Letter to the Editor- Saturday, July 19:Development is doomed

I WAS taken by surprise to read the front page of the Advocate on Saturday, July 12.

My surprise was accompanied by palpably positive sensations upon learning that the developers proposing to fill wetlands around Hearnes Lake and build 200 houses won't be able to do this because they are in receivership.

If these developers had accorded with the planning intentions of Coffs Council and the wishes of the community and built the 30-35 houses on elevated land at the southern part of the property (that everyone was happy about), I daresay they would have some profits on the radar.

The article is concerning for two statements apparently attributable to council's general manager, Mr McGrath, notably that "if the land is sold before next December, it will be sold with a development approval in place" and the "dead-line can be extended if the owners can demonstrate substantial physical commencement".

These points require clarification as to the legal status of the concept approval granted under the notorious (and subsequently rescinded) Part 3A of the planning act.

Firstly, there is no "development approval" in place; it is a "concept approval" which essentially means the former Planning Minister, Tony Kelly, felt it was a good idea to build 200 houses on a coastal floodplain subject to inundation.
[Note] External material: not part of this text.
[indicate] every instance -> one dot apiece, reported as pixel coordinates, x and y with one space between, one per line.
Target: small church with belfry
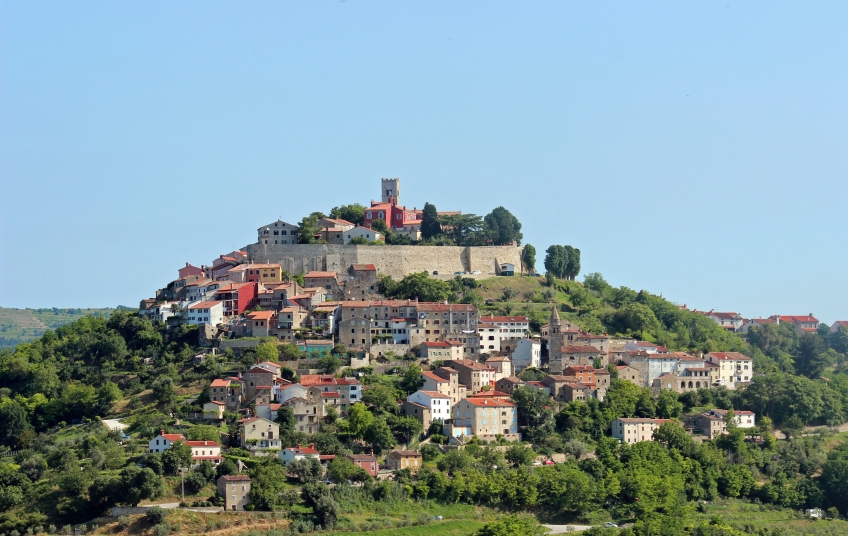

Secondly, the requirement for substantial physical commencement of works applies to consents granted by a planning authority (generally local councils or the NSW Government).

Before any building work can be done on the coastal floodplain surrounding Hearnes Lake, Coffs Council (or the State Government) must grant a consent. Most works undertaken without consent would likely represent a breach of the law.

I hope prospective purchasers of the defunct holdings of Sandy Shores take good note of these facts. Caveat emptor.